The location is spot on since this stretch of sand is popular. The Calangute-Candolim beach, 9 km long, is the party hotspot in Goa with numerous nightclubs like Tito’s, Mambo’s, Hype and Sinq, besides around 250 seasonal beach shacks, all located right here.

However, what this stretch missed was a quality ‘live’ music destination, a vacuum BlueFROG is likely to fill. If all goes as per plan, the venue should open in November, just when the holiday season gets ready to peak.

Jazz returns to the Bay
Jazz and Bombay had a story to tell. Jazz and Mumbai will have its own melodious story, restaurateur AD Singh hopes as he attempts to revive the genre’s popularity with All That Jazz, every Wednesday night at Olive Bar & Kitchen, Bandra. Popular in the city between the 1950s and 1970s, jazz lost its patronage subsequently.

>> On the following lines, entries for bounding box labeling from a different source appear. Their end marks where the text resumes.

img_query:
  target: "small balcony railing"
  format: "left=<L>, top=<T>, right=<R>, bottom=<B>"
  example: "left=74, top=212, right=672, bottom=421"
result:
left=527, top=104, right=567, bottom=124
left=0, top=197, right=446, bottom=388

However, when four months ago, Singh’s niece (who works with him), suggested they introduce jazz nights at Olive, he “jumped at the idea.” He says, “The idea is to introduce the genre to 25-30 year olds, who may not know enough, but are willing to give it a try.”

Drummer Benny Soans and jazz aficionado Sunil Samped are curating the nights. Last Wednesday saw Lennart Altgenug, a jazz pianist from Germany, Sietske Roscam Abbing from the Netherlands on vocals and guitarist Gianluca Liberatore, from Sicily. This Wednesday, you’ll be treated to vocalist Vasundhara Vee, and keyboardist Dee WoodKarim Elaboudi.

Reminiscing the gold old days, Singh recalls 1990s sans pubs and bars. “At Just Desserts, we served coffee and desserts, but it brought likeminded people together. The jazz musicians had this sexy aura of cool. People would be drinking in their cars since we didn’t serve liquor. Those were innocent times, filled with great excitement…a coming of age for the city and its people.”

Irreverently yours
What prompts a successful architect and interior designer to change track, four decades on, and launch a bespoke fashion label? Extended deadlines and the reduced gravity of the project, says Pinakin Patel, who is known for his minimalistic design sense that has transformed some of India’s known addresses.

Pinakin PatelPinakin Patel

It’s the same sense of aesthetics that Patel promises to bring to his clothes. “My whole career has been multi-disciplinary. I studied and taught myself everything I know. After 35 years, I realised that I had picked up core values that I could apply to any other aesthetic discipline,” he adds.

His new line, he says, is for the young at heart. “It for someone who can carry the irreverence of the line. There’s so much seriousness in our lives. Why have it in our clothes too?”. To all the designers out there, we say, watch out!